Coffee shop testing isn't rigorous user research, but it's valuable rapid validation when timelines are tight. Getting 5-10 people to tap through a prototype in 10-minute sessions revealed interaction friction I hadn't noticed—especially around button affordances and optional vs required actions.
The most important finding: users assumed rating challenges was mandatory and felt stressed when they couldn't decide. Adding "Skip rating" as an explicit option (rather than implicit) immediately reduced confusion.
AI Interaction and Integration - Still Early Days
Using AI was a requirement in the process, and adding it to the challenge generation function seemed like a good fit. The developers integrated ChatGPT 3.5 and wrote an agent with instructions to generate wellness-focused challenges, character limits, etc.
This proved technically feasible for the most part, but of limited value to the app's core mechanism - quite often the challenges were generic and difficult to complete ("eat healthy breakfasts this week!") which risks lowering participation. Who wants to obey a pollyanna AI just because HR told them to?
Gamification has obvious uses for AI in environments like these, but the agents must be closely tailored and evaluated as a core part of the application, rather than just being slapped on - especially in cases where the goal is "human interaction".

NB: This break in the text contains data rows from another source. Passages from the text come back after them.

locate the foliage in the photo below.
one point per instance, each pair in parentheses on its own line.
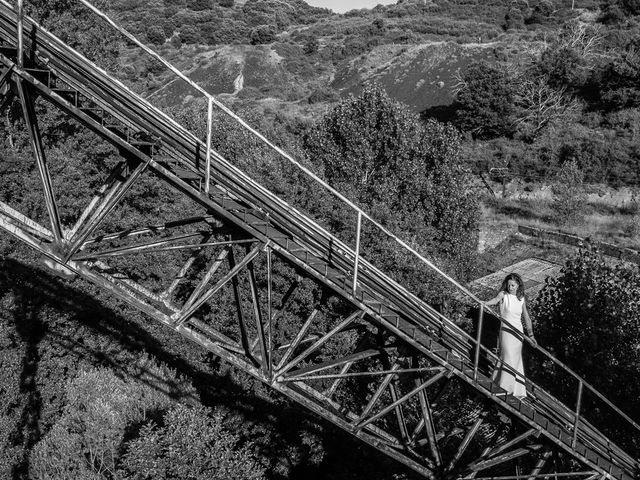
(156,34)
(589,317)
(620,81)
(192,443)
(378,153)
(262,34)
(85,442)
(569,195)
(486,100)
(79,28)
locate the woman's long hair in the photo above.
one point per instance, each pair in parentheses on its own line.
(517,278)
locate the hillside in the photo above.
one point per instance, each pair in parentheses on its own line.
(543,102)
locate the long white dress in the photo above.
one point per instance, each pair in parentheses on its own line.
(511,348)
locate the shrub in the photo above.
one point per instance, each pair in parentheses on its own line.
(262,34)
(101,408)
(155,34)
(569,195)
(192,443)
(486,101)
(589,317)
(378,153)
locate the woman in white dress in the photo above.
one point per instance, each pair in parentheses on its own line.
(513,310)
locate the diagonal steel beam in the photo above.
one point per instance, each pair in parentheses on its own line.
(242,321)
(38,151)
(154,229)
(400,418)
(507,444)
(185,313)
(342,376)
(105,190)
(348,359)
(168,292)
(427,421)
(298,338)
(540,464)
(257,314)
(378,393)
(466,441)
(272,317)
(505,457)
(204,281)
(321,341)
(5,76)
(363,423)
(103,209)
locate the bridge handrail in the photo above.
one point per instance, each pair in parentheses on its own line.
(361,213)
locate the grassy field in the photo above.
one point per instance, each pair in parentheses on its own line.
(609,215)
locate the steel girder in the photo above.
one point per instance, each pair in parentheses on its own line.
(237,294)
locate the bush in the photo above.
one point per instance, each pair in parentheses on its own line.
(262,34)
(86,441)
(486,101)
(192,443)
(155,34)
(589,317)
(378,153)
(569,195)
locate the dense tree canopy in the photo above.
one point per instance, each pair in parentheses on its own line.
(589,317)
(487,101)
(407,173)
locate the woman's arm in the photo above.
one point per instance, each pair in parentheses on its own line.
(496,300)
(528,325)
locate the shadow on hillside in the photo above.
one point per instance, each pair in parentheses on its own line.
(50,313)
(441,113)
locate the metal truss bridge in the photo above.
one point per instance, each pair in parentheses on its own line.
(388,368)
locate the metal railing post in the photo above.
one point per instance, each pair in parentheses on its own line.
(207,171)
(357,259)
(578,406)
(476,359)
(20,42)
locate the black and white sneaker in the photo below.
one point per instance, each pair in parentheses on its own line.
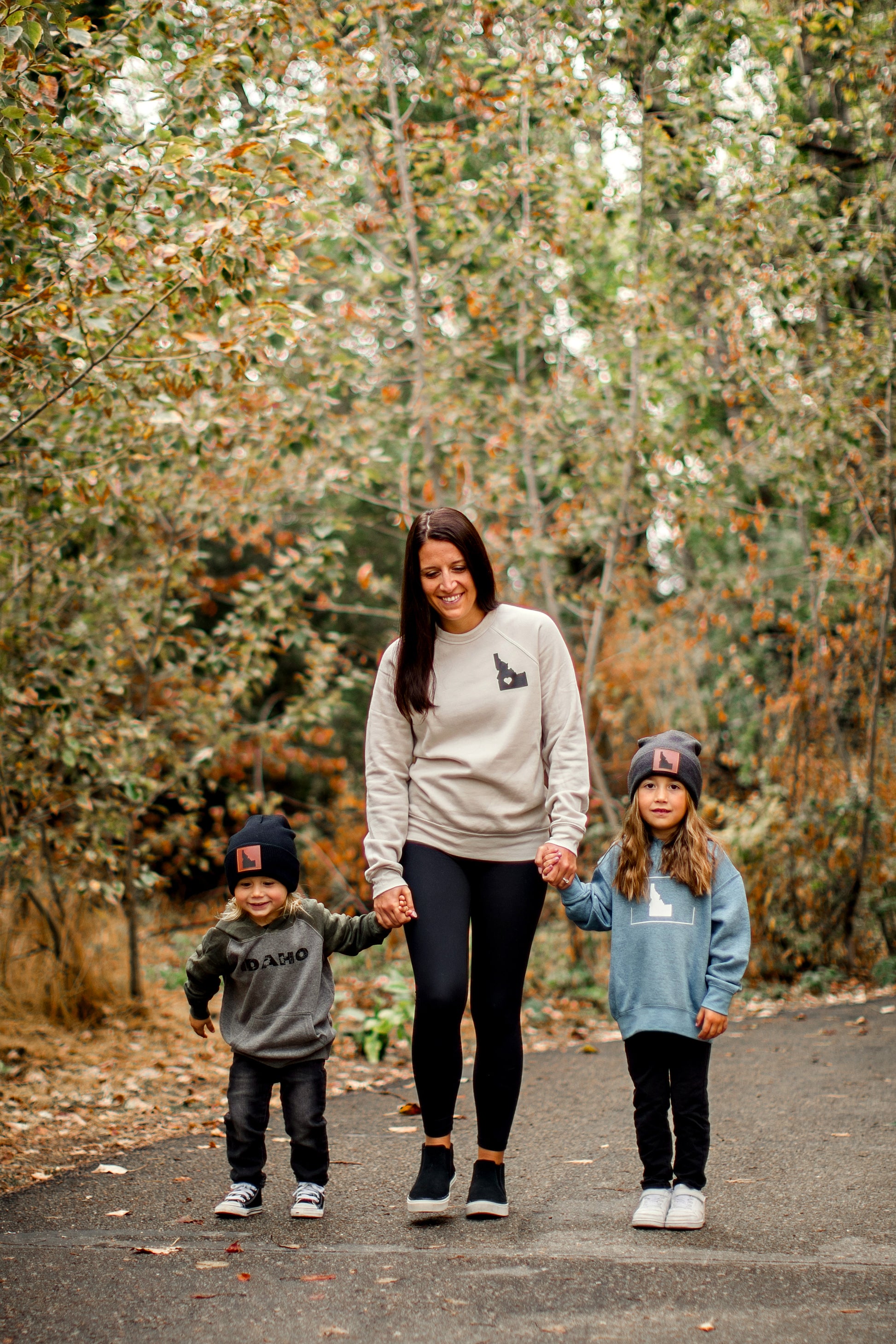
(308,1201)
(431,1190)
(487,1197)
(241,1201)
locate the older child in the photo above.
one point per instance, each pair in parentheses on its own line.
(270,947)
(680,945)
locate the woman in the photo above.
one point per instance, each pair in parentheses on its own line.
(476,757)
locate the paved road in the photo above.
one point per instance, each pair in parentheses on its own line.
(800,1245)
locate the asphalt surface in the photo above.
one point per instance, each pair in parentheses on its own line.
(800,1241)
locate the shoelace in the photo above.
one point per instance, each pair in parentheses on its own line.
(242,1193)
(305,1191)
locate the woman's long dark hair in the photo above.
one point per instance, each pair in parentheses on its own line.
(417,639)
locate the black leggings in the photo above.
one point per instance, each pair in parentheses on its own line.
(503,902)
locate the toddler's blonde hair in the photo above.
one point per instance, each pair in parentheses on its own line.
(291,906)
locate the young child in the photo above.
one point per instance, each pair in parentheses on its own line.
(680,945)
(270,948)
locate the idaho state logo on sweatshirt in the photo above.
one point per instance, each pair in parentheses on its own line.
(668,902)
(508,679)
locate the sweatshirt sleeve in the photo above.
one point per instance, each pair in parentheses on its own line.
(563,744)
(590,904)
(347,935)
(387,765)
(728,938)
(204,971)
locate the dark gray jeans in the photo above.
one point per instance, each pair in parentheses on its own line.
(303,1093)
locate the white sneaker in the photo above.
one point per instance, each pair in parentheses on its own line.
(688,1209)
(652,1210)
(308,1201)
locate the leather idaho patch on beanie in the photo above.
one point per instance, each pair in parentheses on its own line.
(265,849)
(671,753)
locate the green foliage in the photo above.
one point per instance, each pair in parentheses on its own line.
(386,1022)
(884,971)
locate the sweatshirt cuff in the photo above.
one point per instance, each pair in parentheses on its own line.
(386,879)
(718,1001)
(574,893)
(566,838)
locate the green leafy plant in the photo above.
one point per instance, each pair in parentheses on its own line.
(377,1029)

Research on how LLMs affect social interactions has only just begun, but "Artificial intelligence in communication impacts language and social relationships" (Hohenstein et.al) points out that although many are skeptical of AI-mediated social interactions (automatic message handling, for example), this skepticism doesn't transfer when users are more familiar with how the system works, as long as the system is transparent and offers an improvement.
Collaboration Lessons: Design-Dev Communication
The Three-State Button Challenge
The most significant development friction came from a seemingly simple UI pattern: the challenge rating buttons.

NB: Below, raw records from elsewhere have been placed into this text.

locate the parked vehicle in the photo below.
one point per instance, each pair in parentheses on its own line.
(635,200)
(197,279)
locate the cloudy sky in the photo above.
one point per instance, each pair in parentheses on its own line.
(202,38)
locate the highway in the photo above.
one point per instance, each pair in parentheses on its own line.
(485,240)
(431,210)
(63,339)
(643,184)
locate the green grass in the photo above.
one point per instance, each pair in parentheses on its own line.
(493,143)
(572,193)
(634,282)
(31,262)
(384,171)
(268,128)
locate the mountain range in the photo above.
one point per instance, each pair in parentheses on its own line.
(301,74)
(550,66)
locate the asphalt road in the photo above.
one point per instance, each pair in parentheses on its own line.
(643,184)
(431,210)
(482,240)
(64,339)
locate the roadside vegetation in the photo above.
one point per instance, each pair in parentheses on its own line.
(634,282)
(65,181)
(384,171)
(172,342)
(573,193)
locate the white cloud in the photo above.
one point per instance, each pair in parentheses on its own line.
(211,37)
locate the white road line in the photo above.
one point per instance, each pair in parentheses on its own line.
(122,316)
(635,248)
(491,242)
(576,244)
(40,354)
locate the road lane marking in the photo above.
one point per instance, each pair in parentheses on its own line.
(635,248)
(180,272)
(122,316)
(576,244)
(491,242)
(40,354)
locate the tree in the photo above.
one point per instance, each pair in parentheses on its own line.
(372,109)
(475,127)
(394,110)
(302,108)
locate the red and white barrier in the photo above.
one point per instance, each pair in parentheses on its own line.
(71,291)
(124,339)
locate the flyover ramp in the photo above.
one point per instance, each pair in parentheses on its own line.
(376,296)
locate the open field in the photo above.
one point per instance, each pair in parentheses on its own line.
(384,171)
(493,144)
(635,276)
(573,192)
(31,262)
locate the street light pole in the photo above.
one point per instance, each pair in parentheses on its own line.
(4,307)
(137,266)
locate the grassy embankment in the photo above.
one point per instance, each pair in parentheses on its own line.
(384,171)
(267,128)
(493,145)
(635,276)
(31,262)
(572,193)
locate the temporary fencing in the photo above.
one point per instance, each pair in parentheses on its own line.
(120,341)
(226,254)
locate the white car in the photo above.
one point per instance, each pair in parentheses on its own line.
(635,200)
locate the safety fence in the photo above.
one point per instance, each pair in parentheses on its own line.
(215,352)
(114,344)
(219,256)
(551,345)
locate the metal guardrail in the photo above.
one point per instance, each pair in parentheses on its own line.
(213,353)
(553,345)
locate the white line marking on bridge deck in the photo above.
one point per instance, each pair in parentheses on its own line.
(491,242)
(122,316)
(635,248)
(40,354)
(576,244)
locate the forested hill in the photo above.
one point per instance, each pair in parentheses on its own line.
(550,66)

The requirement: Two buttons (thumbs up/thumbs down) that could represent three states:
- Neither selected (neutral/no rating)
- Thumbs up selected (positive rating)
- Thumbs down selected (negative rating)
Each button toggles between two visual states, but they also affect each other—selecting one deselects the other.
The problem: My Figma prototype showed the interaction clearly in motion, but developers couldn't decode the state logic from the prototype alone. They couldn't see the "rules" behind the interaction.

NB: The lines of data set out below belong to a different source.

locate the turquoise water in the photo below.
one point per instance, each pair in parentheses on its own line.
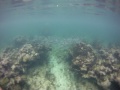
(61,23)
(85,19)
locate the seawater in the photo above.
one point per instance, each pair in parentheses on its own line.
(61,21)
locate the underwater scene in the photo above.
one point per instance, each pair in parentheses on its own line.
(59,44)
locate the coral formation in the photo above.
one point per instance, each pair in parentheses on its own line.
(100,64)
(14,63)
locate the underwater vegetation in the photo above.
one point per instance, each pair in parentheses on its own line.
(17,60)
(99,64)
(39,63)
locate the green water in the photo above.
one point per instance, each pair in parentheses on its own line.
(65,21)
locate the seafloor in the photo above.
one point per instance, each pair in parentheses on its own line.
(47,63)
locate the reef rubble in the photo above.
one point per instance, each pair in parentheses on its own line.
(102,65)
(15,61)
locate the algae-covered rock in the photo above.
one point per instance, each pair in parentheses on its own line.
(4,82)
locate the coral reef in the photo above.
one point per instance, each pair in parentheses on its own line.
(14,63)
(103,65)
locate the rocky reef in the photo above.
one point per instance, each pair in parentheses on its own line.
(102,65)
(15,61)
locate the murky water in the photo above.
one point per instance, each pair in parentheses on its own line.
(59,25)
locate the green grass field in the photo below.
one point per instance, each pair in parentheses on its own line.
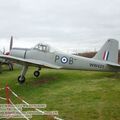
(76,95)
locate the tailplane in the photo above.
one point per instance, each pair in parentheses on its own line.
(109,51)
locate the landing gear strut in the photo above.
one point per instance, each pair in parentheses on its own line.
(21,78)
(37,73)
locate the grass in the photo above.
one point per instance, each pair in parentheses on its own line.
(77,95)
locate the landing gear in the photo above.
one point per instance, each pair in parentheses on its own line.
(36,73)
(21,78)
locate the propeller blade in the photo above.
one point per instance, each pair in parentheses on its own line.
(11,42)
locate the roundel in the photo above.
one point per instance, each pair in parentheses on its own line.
(64,59)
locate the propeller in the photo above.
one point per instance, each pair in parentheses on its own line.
(11,45)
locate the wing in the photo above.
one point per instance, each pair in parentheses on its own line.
(30,62)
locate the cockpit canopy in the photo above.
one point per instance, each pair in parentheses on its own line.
(44,48)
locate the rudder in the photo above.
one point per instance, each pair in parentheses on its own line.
(109,51)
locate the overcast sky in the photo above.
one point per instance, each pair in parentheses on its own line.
(66,24)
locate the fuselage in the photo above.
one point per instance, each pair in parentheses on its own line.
(66,61)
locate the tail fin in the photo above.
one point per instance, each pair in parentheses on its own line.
(109,51)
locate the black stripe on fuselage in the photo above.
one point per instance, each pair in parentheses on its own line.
(20,48)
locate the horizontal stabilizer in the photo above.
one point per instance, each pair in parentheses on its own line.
(113,64)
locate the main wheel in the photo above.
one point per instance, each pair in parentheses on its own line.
(36,73)
(21,79)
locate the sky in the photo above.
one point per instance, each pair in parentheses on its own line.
(69,25)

The Solution: Multiple Communication Methods
I had to explain the same interaction three different ways before the dev team understood:
- Figma prototype (showed behavior, not logic)
- Hand-drawn button states with arrows showing transitions
- State table listing all possible combinations and resulting states
Lesson learned: Interactive prototypes don't always communicate intent clearly. Complex UI logic needs explicit documentation—state diagrams, truth tables, or written specifications—especially when working with developers unfamiliar with Figma's prototyping features.
What I'd do differently: Define interaction patterns upfront with developers before prototyping. Establish shared terminology for UI states and behaviors. Create a simple "interaction spec" document for anything more complex than standard button/input behavior.
Key Learnings
Constraint-Driven Design
Working within the OutSystems low-code platform's constraints forced creative solutions and prioritization of core features over visual polish.
Design-Dev Communication
Interactive prototypes don't always communicate intent clearly. Complex interactions need explicit documentation with state diagrams and flow descriptions.
AI Integration Challenges
AI should be part of the core design, not an afterthought. Generic AI output risks undermining engagement in social applications.